На другой день, позавтракав, прихватив с собой запас питьевой воды, свежий огурец с ломтём хлеба и топоры, братья отправились в лес. Место, где вырубался лес на дрова всей деревней, было в километре пешего хода. Под вырубку отводился участок леса более чем в 200 гектаров на общем сходе. Никаких ограничений для членов общины не было. Крупных деревьев на участке уже не осталось, их вырубили, оставались быстро растущие берёзы и осины. Хвойные долго растут и не успевают даже стать молодыми, как их тут же срубают. Когда участок становится непродуктивным, ему дают время отдохнуть, а вырубку переносят на другой участок, на котором деревья несколько лет росли и превратились в полноценный лес. Подходя к лесу, братья заспорили относительно места начала работы.

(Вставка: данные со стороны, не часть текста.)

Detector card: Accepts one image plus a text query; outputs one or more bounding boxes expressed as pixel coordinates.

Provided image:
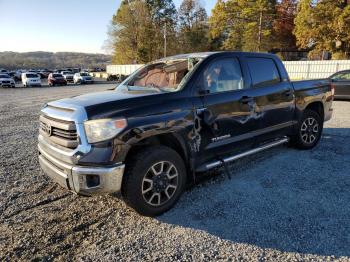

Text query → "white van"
[22,72,41,87]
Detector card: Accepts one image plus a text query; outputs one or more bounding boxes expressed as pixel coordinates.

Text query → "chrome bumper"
[38,144,125,195]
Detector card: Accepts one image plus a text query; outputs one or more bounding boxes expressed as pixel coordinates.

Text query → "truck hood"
[49,90,159,119]
[0,77,15,82]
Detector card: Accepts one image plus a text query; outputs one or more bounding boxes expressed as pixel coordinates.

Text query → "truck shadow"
[158,128,350,257]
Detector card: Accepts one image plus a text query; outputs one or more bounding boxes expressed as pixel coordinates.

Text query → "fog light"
[86,175,100,187]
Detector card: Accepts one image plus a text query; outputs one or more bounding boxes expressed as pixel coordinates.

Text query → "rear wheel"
[122,146,186,216]
[292,109,323,149]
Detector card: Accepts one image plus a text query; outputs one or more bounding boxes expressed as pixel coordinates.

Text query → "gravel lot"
[0,84,350,261]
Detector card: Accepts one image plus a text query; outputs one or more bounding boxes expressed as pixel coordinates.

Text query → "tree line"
[109,0,350,64]
[0,51,111,70]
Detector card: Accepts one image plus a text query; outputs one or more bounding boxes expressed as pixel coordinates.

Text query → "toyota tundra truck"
[38,52,334,216]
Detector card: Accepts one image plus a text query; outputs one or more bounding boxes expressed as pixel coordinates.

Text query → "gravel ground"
[0,84,350,261]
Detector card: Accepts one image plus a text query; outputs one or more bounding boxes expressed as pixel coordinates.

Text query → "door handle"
[239,96,253,104]
[283,89,293,96]
[196,107,207,115]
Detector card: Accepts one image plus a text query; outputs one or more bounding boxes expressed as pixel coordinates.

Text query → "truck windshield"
[26,74,39,78]
[117,58,201,92]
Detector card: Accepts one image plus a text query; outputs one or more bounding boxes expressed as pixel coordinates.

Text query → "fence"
[107,60,350,79]
[283,60,350,79]
[106,64,143,75]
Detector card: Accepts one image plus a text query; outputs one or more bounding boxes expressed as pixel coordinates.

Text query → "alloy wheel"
[300,117,320,144]
[141,161,179,206]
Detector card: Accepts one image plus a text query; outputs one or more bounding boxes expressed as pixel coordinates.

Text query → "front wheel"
[292,110,323,149]
[122,146,186,216]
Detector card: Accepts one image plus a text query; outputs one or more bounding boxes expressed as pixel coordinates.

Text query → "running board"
[196,137,289,172]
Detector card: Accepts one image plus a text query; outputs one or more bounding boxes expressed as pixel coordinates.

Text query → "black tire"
[122,146,186,217]
[291,109,323,150]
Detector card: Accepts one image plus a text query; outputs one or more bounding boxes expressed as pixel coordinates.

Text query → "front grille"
[40,115,79,148]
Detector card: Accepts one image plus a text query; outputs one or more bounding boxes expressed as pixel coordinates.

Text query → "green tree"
[146,0,177,59]
[294,0,350,59]
[109,0,154,64]
[209,0,276,51]
[273,0,297,49]
[178,0,209,53]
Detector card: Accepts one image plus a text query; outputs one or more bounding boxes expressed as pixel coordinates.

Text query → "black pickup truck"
[38,52,334,216]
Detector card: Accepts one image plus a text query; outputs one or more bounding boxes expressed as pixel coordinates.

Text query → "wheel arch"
[125,133,189,167]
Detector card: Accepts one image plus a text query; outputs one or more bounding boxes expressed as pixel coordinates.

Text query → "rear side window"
[200,58,243,93]
[247,57,281,87]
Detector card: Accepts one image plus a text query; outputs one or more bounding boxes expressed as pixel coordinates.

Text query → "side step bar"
[196,137,289,172]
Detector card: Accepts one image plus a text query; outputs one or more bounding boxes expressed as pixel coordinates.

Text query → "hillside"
[0,51,111,70]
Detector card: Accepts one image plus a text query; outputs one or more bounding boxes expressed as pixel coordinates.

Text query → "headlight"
[84,118,127,143]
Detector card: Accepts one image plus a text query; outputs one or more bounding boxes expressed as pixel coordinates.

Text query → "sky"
[0,0,216,53]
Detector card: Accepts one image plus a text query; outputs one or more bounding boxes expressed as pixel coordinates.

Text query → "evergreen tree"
[178,0,209,53]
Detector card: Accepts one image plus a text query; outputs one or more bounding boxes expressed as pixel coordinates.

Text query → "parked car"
[47,73,67,86]
[62,71,74,82]
[329,70,350,99]
[38,52,334,216]
[0,73,16,87]
[39,69,52,78]
[22,72,41,87]
[73,72,94,84]
[107,74,127,83]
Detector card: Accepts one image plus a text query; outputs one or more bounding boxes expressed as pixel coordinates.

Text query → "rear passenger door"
[196,55,259,166]
[245,56,295,142]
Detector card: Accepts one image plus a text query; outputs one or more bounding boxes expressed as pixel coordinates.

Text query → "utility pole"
[258,10,263,52]
[164,22,167,57]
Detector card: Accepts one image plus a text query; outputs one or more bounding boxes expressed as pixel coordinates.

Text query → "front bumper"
[0,83,15,87]
[38,144,125,195]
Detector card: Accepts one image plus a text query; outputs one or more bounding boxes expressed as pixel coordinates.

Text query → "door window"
[332,72,350,81]
[200,58,243,93]
[247,57,281,87]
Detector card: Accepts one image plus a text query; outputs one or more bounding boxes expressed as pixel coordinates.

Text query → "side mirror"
[198,88,210,96]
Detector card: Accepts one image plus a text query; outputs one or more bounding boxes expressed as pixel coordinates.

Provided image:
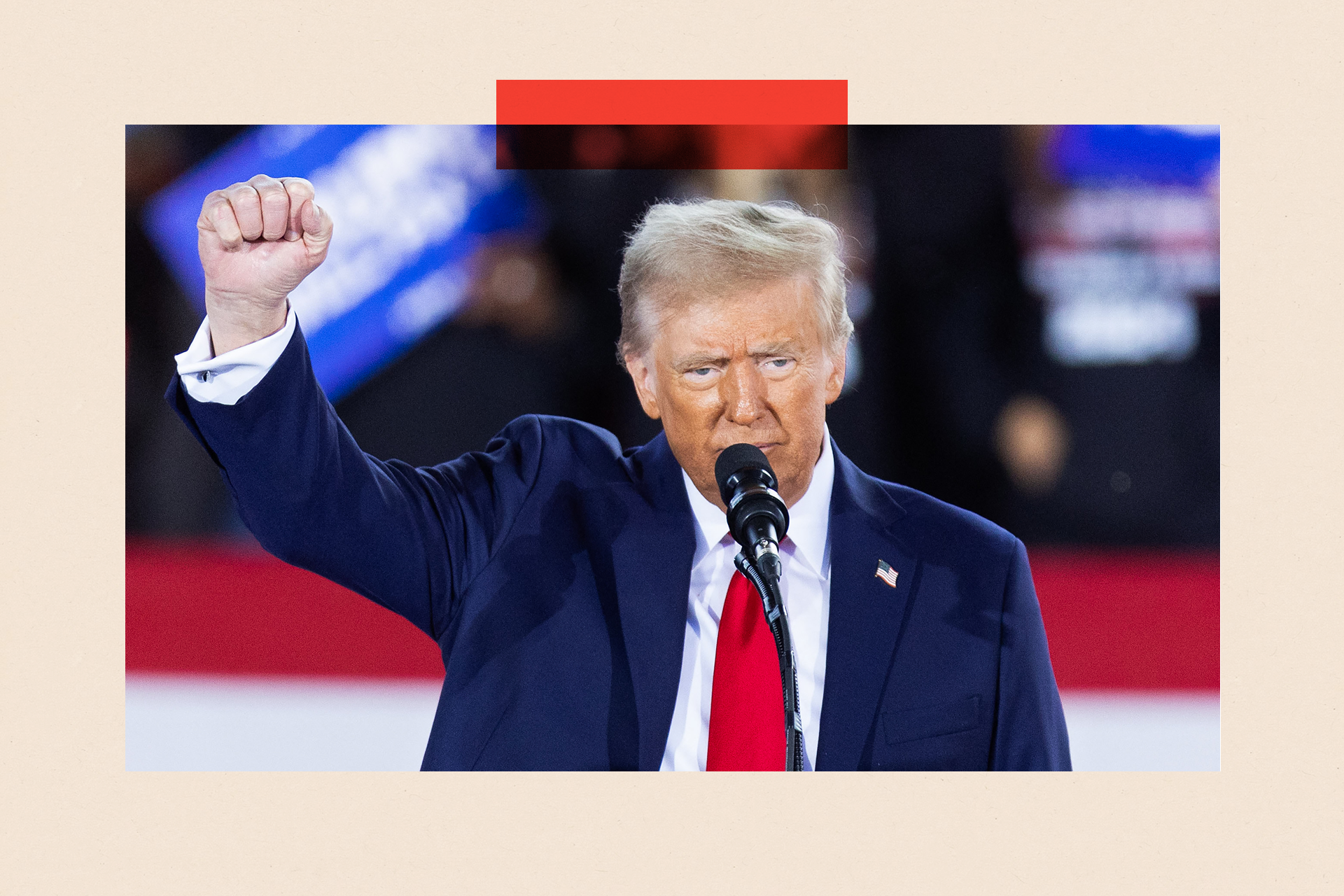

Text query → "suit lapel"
[817,442,918,771]
[612,434,695,771]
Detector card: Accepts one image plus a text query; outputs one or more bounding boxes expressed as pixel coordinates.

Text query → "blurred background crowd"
[126,126,1219,548]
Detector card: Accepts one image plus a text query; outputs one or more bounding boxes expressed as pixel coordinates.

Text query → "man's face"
[625,279,844,507]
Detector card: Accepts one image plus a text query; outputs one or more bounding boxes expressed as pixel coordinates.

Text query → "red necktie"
[704,573,786,771]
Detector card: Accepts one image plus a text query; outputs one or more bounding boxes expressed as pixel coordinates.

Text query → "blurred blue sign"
[1050,125,1220,187]
[145,125,540,400]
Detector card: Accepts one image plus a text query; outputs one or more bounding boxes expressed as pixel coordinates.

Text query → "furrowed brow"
[751,339,798,357]
[672,352,729,371]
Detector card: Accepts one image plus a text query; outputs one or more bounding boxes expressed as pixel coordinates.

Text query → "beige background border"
[0,0,1344,893]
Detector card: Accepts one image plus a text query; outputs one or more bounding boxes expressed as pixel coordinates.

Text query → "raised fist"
[196,174,332,355]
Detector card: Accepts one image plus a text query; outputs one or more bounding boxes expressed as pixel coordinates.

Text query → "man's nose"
[719,364,764,426]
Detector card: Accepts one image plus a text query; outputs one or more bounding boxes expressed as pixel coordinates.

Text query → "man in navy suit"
[168,176,1070,770]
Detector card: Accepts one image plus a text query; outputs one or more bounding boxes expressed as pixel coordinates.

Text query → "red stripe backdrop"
[495,80,849,125]
[126,540,1219,689]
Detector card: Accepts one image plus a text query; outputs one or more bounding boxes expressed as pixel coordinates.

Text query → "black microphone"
[714,442,789,583]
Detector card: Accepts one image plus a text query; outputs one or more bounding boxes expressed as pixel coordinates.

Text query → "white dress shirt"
[176,309,834,771]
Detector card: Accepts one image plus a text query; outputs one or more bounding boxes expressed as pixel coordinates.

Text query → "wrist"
[206,290,289,357]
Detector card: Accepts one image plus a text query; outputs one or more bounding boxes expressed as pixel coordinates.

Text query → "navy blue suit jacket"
[168,332,1070,770]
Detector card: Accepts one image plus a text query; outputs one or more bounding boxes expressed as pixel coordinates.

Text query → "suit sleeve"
[990,539,1072,771]
[167,322,542,640]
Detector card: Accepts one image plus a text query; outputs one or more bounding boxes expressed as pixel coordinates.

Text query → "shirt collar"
[681,426,836,575]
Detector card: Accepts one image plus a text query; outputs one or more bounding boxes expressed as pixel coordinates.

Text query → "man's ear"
[827,346,848,405]
[625,355,663,421]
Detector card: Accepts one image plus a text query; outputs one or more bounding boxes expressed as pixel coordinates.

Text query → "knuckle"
[284,177,316,199]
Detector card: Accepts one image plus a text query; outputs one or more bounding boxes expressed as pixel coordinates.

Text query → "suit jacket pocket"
[882,696,980,744]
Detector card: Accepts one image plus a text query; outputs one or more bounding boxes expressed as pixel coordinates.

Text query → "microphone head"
[714,442,778,504]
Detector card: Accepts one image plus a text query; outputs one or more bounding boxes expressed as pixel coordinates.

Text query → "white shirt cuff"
[176,309,297,405]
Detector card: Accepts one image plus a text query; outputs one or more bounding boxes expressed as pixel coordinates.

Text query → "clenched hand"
[196,174,332,355]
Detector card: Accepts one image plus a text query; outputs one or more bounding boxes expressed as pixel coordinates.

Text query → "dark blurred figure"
[852,126,1218,545]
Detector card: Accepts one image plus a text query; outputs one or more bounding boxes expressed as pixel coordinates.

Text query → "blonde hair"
[617,199,853,365]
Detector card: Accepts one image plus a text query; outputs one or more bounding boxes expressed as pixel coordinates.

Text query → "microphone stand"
[734,551,802,771]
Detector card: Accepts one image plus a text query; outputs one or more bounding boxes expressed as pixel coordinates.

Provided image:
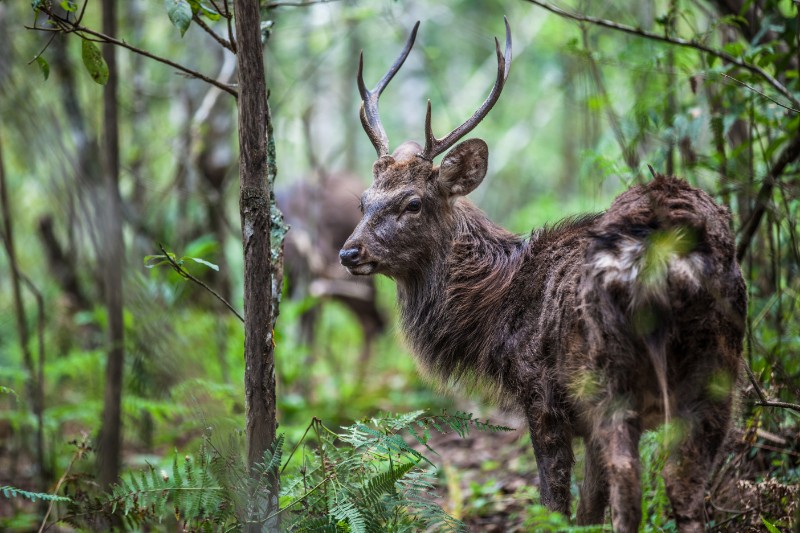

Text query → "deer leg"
[663,401,730,533]
[594,410,642,533]
[578,439,608,525]
[528,408,575,516]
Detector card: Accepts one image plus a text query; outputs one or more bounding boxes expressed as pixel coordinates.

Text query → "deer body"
[340,18,746,531]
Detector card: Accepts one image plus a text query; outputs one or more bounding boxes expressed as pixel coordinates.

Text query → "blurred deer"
[277,173,385,377]
[339,21,746,532]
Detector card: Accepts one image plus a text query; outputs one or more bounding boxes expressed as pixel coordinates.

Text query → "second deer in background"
[277,173,386,379]
[339,18,746,532]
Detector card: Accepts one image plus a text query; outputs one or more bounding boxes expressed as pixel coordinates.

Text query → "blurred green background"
[0,0,800,530]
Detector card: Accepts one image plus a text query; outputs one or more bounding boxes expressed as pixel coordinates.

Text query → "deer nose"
[339,247,361,267]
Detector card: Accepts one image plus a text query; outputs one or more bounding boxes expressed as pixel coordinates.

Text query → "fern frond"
[0,485,72,502]
[331,492,367,533]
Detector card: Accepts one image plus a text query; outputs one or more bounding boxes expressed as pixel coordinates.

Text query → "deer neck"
[397,199,525,387]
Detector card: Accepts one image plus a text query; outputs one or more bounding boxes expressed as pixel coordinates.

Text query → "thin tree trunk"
[234,0,277,531]
[0,129,49,490]
[98,0,125,487]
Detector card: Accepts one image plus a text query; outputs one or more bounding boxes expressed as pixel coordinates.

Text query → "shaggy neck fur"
[397,199,525,392]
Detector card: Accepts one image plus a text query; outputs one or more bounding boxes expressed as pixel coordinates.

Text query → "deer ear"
[439,139,489,197]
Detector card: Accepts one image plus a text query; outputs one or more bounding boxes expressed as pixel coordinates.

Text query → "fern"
[0,485,72,502]
[57,412,508,533]
[281,411,510,532]
[108,448,226,522]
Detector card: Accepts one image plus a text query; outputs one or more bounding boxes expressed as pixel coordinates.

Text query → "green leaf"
[761,516,781,533]
[200,4,222,22]
[181,257,219,272]
[36,56,50,79]
[81,39,108,85]
[164,0,192,37]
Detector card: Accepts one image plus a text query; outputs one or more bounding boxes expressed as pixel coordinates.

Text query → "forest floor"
[422,406,539,533]
[421,405,800,533]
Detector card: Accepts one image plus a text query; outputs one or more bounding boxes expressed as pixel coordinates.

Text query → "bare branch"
[265,0,336,9]
[158,244,244,322]
[744,361,800,413]
[25,7,238,98]
[736,137,800,262]
[720,72,800,113]
[524,0,800,113]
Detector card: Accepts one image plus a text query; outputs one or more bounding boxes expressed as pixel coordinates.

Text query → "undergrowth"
[38,411,509,533]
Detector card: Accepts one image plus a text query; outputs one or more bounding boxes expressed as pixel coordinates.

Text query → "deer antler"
[357,21,419,157]
[418,17,511,160]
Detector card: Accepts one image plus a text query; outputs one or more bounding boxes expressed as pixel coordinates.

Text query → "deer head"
[339,20,511,278]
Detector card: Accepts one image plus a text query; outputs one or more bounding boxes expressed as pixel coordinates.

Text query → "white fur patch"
[591,238,704,298]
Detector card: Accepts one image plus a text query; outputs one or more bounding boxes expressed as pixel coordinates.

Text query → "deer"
[276,172,386,374]
[339,20,746,532]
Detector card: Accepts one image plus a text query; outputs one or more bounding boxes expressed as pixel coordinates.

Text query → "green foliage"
[281,411,508,532]
[164,0,192,37]
[59,412,508,533]
[0,485,71,502]
[81,39,108,85]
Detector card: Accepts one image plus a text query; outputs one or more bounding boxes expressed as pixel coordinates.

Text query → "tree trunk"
[97,0,125,487]
[234,0,277,531]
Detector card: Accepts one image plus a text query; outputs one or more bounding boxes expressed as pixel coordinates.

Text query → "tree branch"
[264,0,336,9]
[524,0,800,113]
[25,5,239,98]
[744,361,800,413]
[158,244,244,322]
[736,136,800,262]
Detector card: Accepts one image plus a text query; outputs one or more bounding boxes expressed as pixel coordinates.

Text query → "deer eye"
[406,198,422,213]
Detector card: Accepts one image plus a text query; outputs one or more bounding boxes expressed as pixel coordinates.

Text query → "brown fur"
[340,139,746,531]
[277,174,385,356]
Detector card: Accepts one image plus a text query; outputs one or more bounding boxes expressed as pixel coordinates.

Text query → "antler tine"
[356,21,419,157]
[422,17,511,160]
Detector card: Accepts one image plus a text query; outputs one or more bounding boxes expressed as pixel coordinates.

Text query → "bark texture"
[234,0,275,478]
[98,0,125,487]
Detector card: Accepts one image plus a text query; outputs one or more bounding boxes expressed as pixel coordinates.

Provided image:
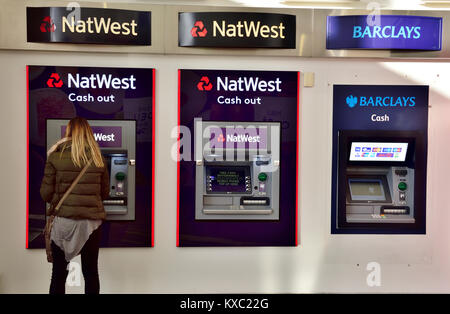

Даниил, на правах старшего брата, всячески подавлял инициативу Степана. Он же не вступал в полемику и если чувствовал, что прав, делал по велению своего разума.

– Давай пройдём вглубь участка и окончательно утвердимся, где начинать работать, – предложил Степан.

– Вот так думают и все остальные и лезут дальше от края, откуда, кстати, трудно будет вывезти дрова. А на краю, смотри, крупняк стоит.

– Ладно, брат, соглашайся, посмотрим, что там дальше, на будущее. Мы ведь не один день здесь работать собираемся.

Даниил, сдерживая своё негодование, побрёл следом за младшим братом. Разница в возрасте у братьев была всего два года. В отличие от Степана, Даниил, имея образование всего в один класс, слыл человеком рассудительным, осторожным, хозяйственным и довольно хитрым.

Таким образом, прошли они молча метров восемьсот и сразу остановились, почувствовав острый запах дыма, смешанный с палёным мясом. Кто не знает, какой опасности подвергается лес от подобных шалостей с огнём. Определив место, братья поторопились в том направлении и вскоре стали свидетелями живописного полотна.

Расположившись в неглубокой лесной впадине с крошечным озерком в центре её, напоминающей кратер мелкого метеорита, сидели два незнакомых им мужика перед слабо дымящим костерком. Вся впадина была покрыта ковром душистых сочных трав и лесных цветов, переплетённых лианами жёсткой тёмно-зелёной дерезы. Они жарили мясо, нанизанное большими кусками на деревянный шампур, лежащий на двух воткнутых развилках. Нарушение пожарной безопасности явно отсутствовало. Придраться не к чему.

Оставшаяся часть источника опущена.